UIs and networks for Julia.
Browser UIs
UIs in the browser via the Escher/Interact ecosystem Interact.jl is a UI/widget framework that is reasonably front-end agnostic. A web-app-style interface that can deploy to IDE, web server, or desktop electron via Bink.jl. How much tedious javascript management is required I do not know, but at least javascript UI development is well-documented.
If you really wanted to have lots of control and a proper web framework, you could use a full web framework like Genie.jl.
Reactive programming
Reactive programming is for managing state asynchronously, which turns out to be practical for UIs.
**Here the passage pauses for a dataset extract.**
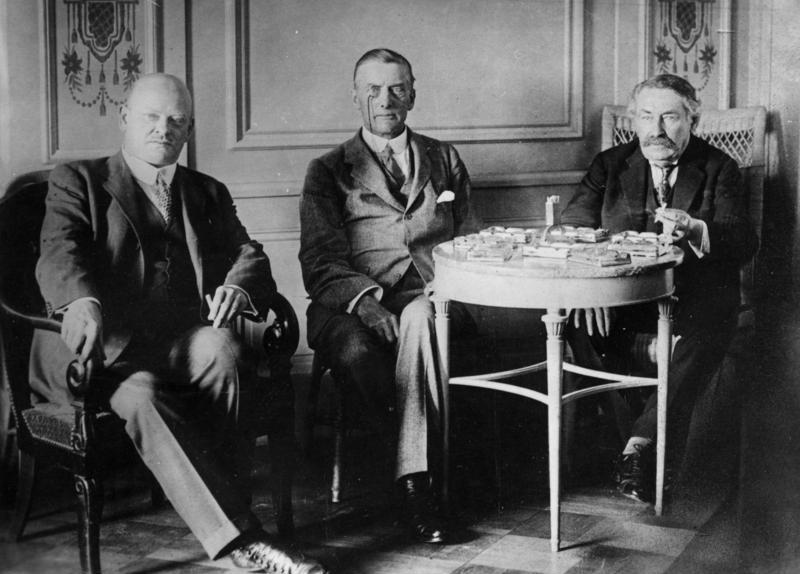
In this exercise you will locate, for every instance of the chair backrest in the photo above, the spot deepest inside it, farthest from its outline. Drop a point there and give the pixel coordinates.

Reactive.jl is widely used to manage signals in UI toolkits. It has a competitor Signals.jl, whose creator describes the differences:
Signals.jl
, while offering the same functionality as Reactive, is different on some key factors
- Dynamic: Signals are not typed, you can push an integer then float64 and then a string and it blends nicely with Julia’s Multiple Dispatch
- Push-Pull: you can either push a value into a Signal and propagate changes along the Signal graph, or you can set a value without any propagation and only pull the necessary changes from any other signal.
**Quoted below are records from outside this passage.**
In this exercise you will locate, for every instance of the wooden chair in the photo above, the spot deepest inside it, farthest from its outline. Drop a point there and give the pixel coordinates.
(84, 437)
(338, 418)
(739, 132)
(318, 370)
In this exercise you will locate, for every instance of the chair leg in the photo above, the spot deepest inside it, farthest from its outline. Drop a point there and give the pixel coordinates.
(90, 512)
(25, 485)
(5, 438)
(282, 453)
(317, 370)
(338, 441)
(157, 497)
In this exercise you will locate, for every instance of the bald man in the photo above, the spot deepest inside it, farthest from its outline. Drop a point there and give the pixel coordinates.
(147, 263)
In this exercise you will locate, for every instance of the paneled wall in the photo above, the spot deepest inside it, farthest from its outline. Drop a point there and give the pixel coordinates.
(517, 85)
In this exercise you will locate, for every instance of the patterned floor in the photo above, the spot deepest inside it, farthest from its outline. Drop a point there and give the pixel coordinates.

- Syntax: Syntax is somewhat simplified, square brackets to set or query a value, round brackets to pull or push a value (see documentation for more examples)
The last point is, IMO, a minus, but the second one is a plus for the engineering-type applications that I need to care about.
Traditional UI toolkits
Invoke someone else’s toolkit and have them worry about which pixel goes where. QML.jl plugs into Qt5. Gtk.jl plugs into GTK.
Immediate mode
I can plug into classic C++ immediate mode Dear Imgui via CImGui.jl.